Article

Alzheimer and Parkinson Diagnoses in Progranulin Null Mutation Carriers in an Extended Founder Family

University of Antwerp, Antwerpen, Flemish, Belgium
JAMA Neurology (Impact Factor: 7.42). 10/2007; 64(10):1436-46. DOI: 10.1001/archneur.64.10.1436
Source: PubMed

ABSTRACT

Progranulin gene (PGRN) haploinsufficiency was recently associated with ubiquitin-positive frontotemporal lobar degeneration linked to chromosome 17q21 (FTLDU-17).
To assess whether PGRN genetic variability contributed to other common neurodegenerative brain diseases, such as Alzheimer disease (AD) or Parkinson disease (PD).
Mutation analysis of PGRN.
Memory Clinic of the Middelheim General Hospital. Patients We analyzed 666 Belgian patients with AD and 255 with PD.
Results of PGRN sequencing, PGRN transcript analysis, short tandem repeat genotyping, and neuropathologic analysis.
We identified 2 patients with AD and 1 patient with PD who carried the null mutation IVS0 + 5G>C, which we reported earlier in an extensively characterized Belgian founder family, DR8, segregating FTLDU. Postmortem pathologic diagnosis of the patient with PD revealed both FTLDU and Lewy body pathologic features.

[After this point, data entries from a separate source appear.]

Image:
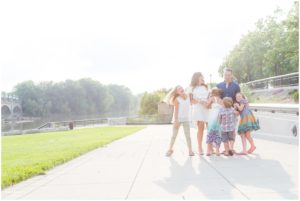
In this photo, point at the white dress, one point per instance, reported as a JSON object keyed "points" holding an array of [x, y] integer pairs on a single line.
{"points": [[199, 112], [183, 110]]}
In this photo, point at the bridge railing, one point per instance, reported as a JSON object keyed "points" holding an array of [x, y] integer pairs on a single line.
{"points": [[287, 80], [276, 108]]}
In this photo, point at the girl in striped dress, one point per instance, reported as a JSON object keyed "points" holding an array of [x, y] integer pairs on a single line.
{"points": [[247, 123]]}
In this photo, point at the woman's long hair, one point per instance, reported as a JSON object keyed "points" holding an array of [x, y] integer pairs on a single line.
{"points": [[172, 95], [195, 80]]}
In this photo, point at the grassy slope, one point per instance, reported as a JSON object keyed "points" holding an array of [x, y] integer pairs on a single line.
{"points": [[24, 156]]}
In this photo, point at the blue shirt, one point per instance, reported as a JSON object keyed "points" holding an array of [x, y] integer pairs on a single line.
{"points": [[230, 91]]}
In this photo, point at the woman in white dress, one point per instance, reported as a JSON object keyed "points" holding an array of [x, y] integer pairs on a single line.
{"points": [[199, 98]]}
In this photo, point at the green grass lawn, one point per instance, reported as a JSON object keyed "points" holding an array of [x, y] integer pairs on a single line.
{"points": [[24, 156]]}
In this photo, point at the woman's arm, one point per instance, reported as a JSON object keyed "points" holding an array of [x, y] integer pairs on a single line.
{"points": [[193, 101], [176, 106], [240, 107]]}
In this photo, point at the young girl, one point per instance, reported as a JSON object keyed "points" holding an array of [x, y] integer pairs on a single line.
{"points": [[247, 123], [181, 104], [227, 125], [213, 130], [198, 93]]}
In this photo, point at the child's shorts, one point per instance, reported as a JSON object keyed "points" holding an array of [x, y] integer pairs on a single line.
{"points": [[228, 136]]}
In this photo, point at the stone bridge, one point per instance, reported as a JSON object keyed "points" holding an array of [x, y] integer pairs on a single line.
{"points": [[10, 107]]}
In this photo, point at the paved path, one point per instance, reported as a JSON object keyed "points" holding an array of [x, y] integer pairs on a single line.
{"points": [[135, 168]]}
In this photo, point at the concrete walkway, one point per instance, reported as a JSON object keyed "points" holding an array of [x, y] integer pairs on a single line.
{"points": [[135, 168]]}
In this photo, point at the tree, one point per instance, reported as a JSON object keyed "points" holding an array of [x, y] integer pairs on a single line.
{"points": [[270, 49]]}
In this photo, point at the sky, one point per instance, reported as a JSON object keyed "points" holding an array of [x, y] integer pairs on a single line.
{"points": [[144, 45]]}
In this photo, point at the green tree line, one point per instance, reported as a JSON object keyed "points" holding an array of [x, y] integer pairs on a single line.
{"points": [[271, 49], [149, 101], [80, 97]]}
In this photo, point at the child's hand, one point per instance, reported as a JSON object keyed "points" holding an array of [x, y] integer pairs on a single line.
{"points": [[176, 124], [236, 112]]}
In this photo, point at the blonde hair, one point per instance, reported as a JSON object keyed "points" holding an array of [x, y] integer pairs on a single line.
{"points": [[195, 80], [244, 97], [216, 92], [228, 102]]}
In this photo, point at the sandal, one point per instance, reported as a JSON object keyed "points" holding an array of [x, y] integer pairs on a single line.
{"points": [[191, 154], [169, 153], [251, 150]]}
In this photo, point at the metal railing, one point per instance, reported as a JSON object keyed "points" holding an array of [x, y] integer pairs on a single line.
{"points": [[287, 80], [280, 108]]}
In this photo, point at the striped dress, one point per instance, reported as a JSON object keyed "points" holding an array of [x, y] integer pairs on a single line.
{"points": [[248, 121]]}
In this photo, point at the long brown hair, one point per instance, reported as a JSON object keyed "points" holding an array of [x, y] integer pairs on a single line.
{"points": [[195, 80], [173, 95]]}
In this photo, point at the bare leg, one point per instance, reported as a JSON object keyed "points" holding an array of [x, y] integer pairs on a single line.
{"points": [[218, 150], [173, 138], [186, 128], [200, 126], [244, 144], [250, 139], [209, 149], [226, 147]]}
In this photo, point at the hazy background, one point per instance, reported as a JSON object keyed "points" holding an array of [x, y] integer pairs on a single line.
{"points": [[144, 45]]}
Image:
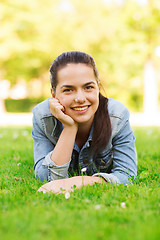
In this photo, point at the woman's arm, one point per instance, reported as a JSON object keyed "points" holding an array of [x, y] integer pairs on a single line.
{"points": [[52, 159], [69, 184]]}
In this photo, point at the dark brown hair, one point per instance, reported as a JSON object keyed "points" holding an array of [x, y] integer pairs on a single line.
{"points": [[102, 125]]}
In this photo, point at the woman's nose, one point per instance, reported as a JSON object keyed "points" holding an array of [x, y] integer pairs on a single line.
{"points": [[80, 97]]}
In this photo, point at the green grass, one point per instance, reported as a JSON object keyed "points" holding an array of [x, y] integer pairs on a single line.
{"points": [[93, 212]]}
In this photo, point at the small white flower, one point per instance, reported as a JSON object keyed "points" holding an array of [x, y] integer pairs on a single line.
{"points": [[25, 133], [123, 205], [97, 207], [67, 195], [15, 135], [83, 169]]}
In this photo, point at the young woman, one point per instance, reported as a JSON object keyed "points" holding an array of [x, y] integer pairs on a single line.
{"points": [[79, 130]]}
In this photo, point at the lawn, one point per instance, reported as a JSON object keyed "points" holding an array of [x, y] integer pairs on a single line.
{"points": [[93, 212]]}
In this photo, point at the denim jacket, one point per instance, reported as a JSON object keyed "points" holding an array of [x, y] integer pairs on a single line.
{"points": [[116, 163]]}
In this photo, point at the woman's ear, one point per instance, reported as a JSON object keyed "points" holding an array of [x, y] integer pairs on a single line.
{"points": [[53, 93]]}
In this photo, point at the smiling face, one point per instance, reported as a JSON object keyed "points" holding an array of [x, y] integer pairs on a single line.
{"points": [[77, 90]]}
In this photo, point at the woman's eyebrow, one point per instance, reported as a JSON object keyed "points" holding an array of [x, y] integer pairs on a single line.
{"points": [[88, 83], [67, 86]]}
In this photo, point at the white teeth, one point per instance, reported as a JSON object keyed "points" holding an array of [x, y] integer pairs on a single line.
{"points": [[80, 108]]}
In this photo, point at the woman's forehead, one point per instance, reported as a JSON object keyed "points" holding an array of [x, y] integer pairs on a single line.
{"points": [[75, 71]]}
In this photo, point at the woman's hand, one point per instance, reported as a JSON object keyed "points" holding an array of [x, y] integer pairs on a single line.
{"points": [[67, 184], [57, 110]]}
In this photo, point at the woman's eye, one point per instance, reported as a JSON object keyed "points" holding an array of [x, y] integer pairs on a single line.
{"points": [[67, 90]]}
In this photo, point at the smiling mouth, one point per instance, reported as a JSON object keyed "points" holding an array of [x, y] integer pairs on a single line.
{"points": [[80, 108]]}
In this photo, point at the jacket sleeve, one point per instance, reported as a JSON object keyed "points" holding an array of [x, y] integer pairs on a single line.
{"points": [[45, 168]]}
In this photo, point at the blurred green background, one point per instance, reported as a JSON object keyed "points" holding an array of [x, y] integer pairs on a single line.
{"points": [[123, 36]]}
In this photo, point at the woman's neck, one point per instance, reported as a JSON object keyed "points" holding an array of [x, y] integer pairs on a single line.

In addition, we identified in PGRN only 1 other null mutation, the nonsense mutation p.Arg535X, in 1 patient with probable AD. However, in vitro analysis predicted a PGRN C-truncated protein, although it remains to be elucidated if this shortened transcript leads to haploinsufficiency.
Our mutation data indicated that null mutations are rare in patients with AD (3/666 = 0.45%) and PD (1/255 = 0.39%). Also, AD and PD clinical diagnoses in patients who carry PGRN null mutations likely result from etiologic heterogeneity rather than PGRN haploinsufficiency.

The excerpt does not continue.